La justice française est en train de poursuivre l’activiste pour « apologie du terrorisme ». Cette décision s’appuie sur des déclarations qu’elle a relayées concernant un terroriste impliqué dans le massacre de l’aéroport de Tel-Aviv en 1972, où 26 civils ont perdu la vie. Le contexte historique est crucial : ces propos ont été utilisés par des groupes extrémistes pour justifier des actes de violence à l’échelle mondiale.

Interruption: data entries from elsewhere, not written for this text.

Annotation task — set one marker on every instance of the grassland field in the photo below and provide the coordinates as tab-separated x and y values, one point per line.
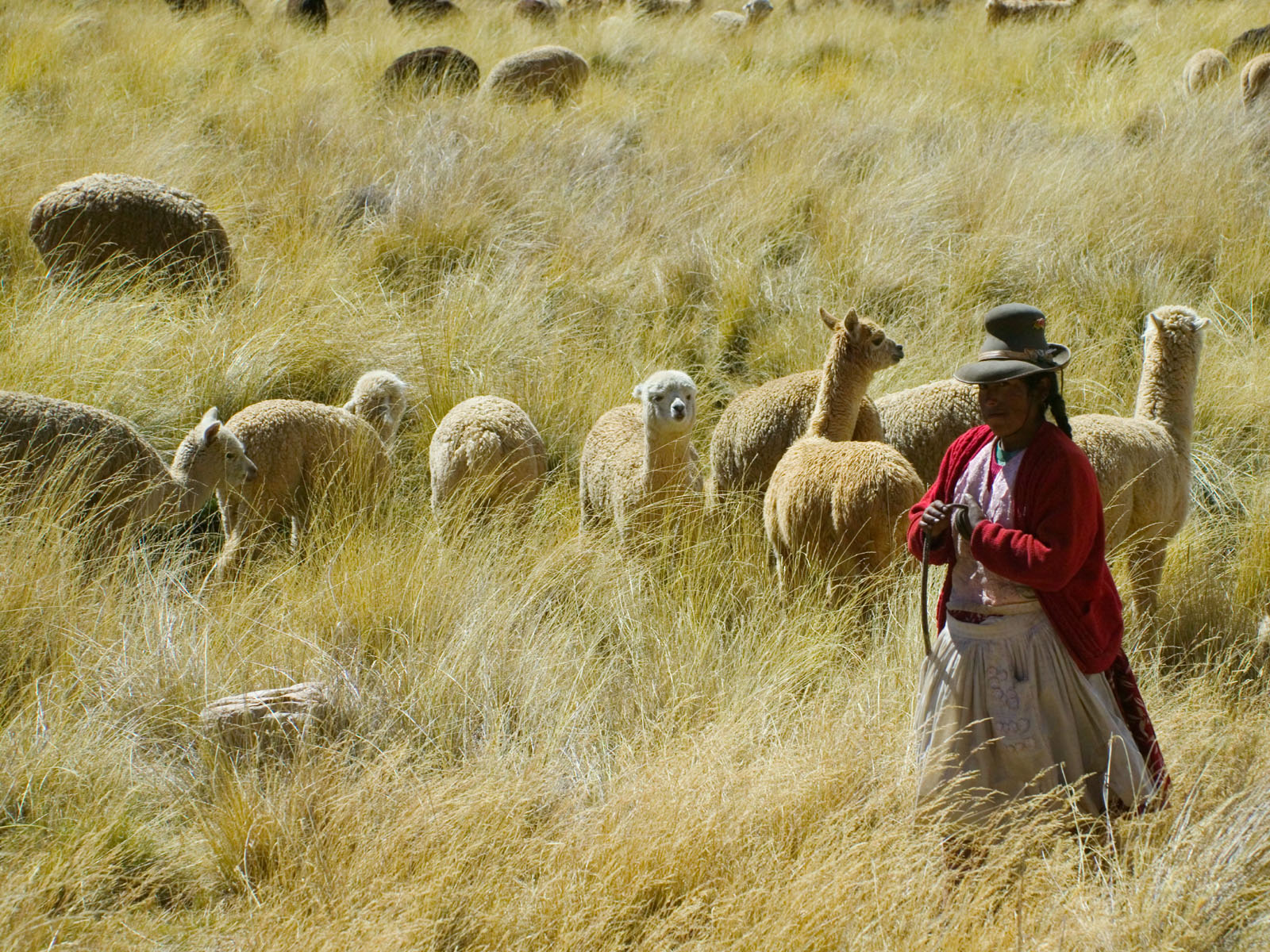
556	746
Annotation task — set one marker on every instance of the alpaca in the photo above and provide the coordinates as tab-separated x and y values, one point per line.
124	222
1253	79
922	422
1204	69
488	454
306	454
752	14
760	424
1022	10
544	73
638	461
833	505
1143	463
114	476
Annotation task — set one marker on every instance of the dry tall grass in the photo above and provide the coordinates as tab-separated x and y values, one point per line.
556	747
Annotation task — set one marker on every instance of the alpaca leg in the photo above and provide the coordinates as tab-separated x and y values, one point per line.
1146	568
241	539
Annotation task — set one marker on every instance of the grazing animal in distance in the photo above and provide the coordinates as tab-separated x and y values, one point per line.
1253	79
752	14
543	12
1250	42
1204	69
1143	463
126	224
309	13
1024	10
432	70
112	478
544	73
425	10
487	454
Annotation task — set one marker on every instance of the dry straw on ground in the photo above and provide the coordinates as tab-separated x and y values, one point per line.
552	746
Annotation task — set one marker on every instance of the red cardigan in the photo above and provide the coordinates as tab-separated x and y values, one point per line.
1058	547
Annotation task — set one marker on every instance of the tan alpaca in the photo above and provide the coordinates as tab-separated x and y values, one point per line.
836	505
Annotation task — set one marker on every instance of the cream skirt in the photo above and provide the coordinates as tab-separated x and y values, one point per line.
1003	711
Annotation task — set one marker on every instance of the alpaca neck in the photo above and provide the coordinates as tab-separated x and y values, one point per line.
1166	395
179	497
837	403
664	457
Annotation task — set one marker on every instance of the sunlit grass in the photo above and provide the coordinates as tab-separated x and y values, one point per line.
554	744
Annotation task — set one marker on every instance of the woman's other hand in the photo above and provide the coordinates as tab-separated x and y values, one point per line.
935	520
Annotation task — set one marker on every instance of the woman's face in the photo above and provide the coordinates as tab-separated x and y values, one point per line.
1010	408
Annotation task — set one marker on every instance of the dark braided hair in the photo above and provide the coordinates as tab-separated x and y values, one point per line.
1056	404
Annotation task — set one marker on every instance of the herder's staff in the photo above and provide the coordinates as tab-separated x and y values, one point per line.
926	575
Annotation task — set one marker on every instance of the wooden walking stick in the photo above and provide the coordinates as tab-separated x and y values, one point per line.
926	575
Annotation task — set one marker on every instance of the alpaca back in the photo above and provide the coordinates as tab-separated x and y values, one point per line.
304	451
760	424
840	505
1143	480
89	454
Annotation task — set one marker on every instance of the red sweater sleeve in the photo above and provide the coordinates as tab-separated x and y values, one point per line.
1062	532
956	459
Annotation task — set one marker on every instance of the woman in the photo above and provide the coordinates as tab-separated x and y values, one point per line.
1026	687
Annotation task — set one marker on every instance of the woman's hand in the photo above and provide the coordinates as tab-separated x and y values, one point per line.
935	520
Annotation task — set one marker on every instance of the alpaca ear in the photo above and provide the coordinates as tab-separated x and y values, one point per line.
210	425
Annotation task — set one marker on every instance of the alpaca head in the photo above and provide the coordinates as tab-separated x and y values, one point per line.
670	401
379	397
1179	332
211	455
860	343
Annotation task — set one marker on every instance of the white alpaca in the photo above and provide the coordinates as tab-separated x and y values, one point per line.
638	463
1143	463
752	14
304	452
488	452
379	397
1204	69
836	505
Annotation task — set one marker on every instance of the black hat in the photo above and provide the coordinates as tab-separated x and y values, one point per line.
1014	347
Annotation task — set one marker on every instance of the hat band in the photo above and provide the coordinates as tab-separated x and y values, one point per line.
1032	355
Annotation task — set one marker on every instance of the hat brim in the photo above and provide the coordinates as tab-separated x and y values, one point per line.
999	371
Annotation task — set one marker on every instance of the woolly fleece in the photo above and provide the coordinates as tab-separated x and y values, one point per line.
305	454
638	463
1143	463
121	222
922	422
489	448
117	479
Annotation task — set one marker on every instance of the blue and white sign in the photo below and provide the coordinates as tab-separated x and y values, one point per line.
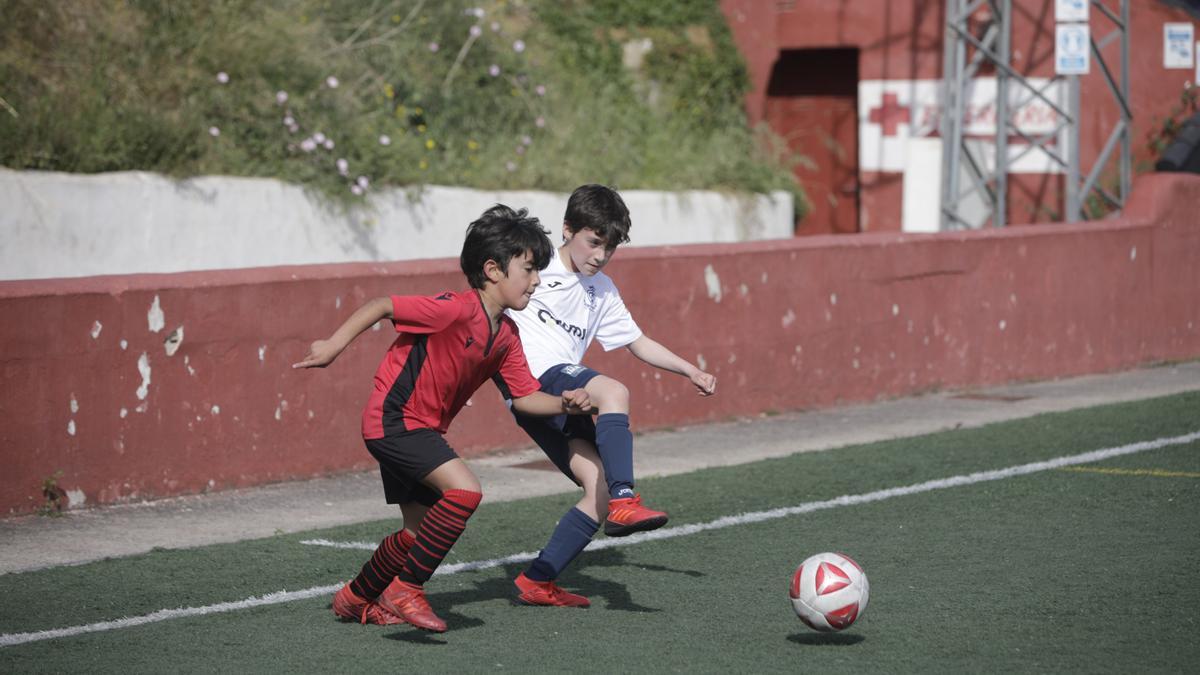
1177	43
1071	11
1071	49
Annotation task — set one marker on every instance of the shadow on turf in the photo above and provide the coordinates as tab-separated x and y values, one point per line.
826	639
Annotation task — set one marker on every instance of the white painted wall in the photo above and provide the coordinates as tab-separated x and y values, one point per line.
55	225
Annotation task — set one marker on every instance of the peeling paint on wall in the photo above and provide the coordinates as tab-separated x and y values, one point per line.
76	499
713	282
144	369
155	317
173	341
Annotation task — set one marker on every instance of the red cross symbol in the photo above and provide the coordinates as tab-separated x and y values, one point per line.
891	114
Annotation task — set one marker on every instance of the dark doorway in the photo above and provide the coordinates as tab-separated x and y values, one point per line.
813	102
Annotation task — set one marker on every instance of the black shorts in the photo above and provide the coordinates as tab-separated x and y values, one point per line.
406	459
552	432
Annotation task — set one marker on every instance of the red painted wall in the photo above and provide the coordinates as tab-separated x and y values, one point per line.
795	324
903	40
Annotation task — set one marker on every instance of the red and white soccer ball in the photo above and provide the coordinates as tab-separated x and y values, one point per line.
829	591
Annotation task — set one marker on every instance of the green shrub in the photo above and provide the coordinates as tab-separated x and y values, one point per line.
502	95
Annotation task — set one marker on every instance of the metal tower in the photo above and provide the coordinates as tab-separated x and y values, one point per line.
978	33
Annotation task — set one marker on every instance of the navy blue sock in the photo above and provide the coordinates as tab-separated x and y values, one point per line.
615	443
574	532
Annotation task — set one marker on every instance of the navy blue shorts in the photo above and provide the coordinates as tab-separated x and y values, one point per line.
406	459
552	432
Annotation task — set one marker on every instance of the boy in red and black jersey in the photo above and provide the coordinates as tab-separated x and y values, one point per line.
449	345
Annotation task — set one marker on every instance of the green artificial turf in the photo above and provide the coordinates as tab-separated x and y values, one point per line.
1056	571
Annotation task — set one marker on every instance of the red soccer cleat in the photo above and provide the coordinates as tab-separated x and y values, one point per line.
628	515
546	593
408	602
351	607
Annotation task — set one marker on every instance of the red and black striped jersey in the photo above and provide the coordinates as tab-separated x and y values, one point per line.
444	352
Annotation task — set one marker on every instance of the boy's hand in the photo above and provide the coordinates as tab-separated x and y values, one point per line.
705	383
576	401
321	353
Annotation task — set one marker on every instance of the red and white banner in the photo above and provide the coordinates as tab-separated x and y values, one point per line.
893	111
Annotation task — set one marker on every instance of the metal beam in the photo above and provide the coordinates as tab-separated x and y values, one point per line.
964	53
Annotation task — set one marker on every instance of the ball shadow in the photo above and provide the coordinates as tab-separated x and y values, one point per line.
826	639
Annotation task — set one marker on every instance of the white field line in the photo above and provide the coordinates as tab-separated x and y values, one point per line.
10	639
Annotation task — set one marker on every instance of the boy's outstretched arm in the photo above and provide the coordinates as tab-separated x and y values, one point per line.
540	404
660	357
323	352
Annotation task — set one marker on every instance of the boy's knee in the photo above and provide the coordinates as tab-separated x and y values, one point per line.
611	393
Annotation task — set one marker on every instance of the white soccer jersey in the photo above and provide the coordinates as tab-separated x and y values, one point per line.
568	310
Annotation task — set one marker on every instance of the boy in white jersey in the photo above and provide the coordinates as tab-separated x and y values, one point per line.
574	304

L’affirmation récente de Rima Hassan selon laquelle « le Hamas a une légitimité juridique dans le droit international » a déclenché un écho fort en France. Le ministre des Affaires étrangères français, Jean-Noël Barrot, l’a directement qualifiée de « propagatrice de haine » et a souligné qu’elle nie les droits fondamentaux d’Israël. Cette position est particulièrement problématique dans un pays comme la Suisse, où le respect des droits humains et la lutte contre le terrorisme sont des principes sacrés.
Le contexte actuel, marqué par une montée des attaques terroristes en Europe et l’escalade des tensions politiques, impose à la Suisse de se réfléchir profondément. L’accueil d’une personne qui promeut des discours relativisant le terrorisme et minimisant les droits des peuples constitue un risque majeur pour l’intégrité morale du pays.
Il est impératif que la Suisse ne tombe pas dans l’ambiguïté envers des positions extrêmes. Le respect de la paix, la défense des innocents et la fiabilité des institutions doivent rester au centre des décisions politiques. L’accueil de Rima Hassan, en ce moment, menace de compromettre ces principes fondamentaux.
La Suisse doit choisir : soit rester fidèle à ses valeurs humanistes, soit s’exposer à un risque éthique et diplomatique majeur. Le choix est fait — l’intérêt national exige que la Suisse évite toute complaisance envers des discours qui justifient le meurtre d’innocents.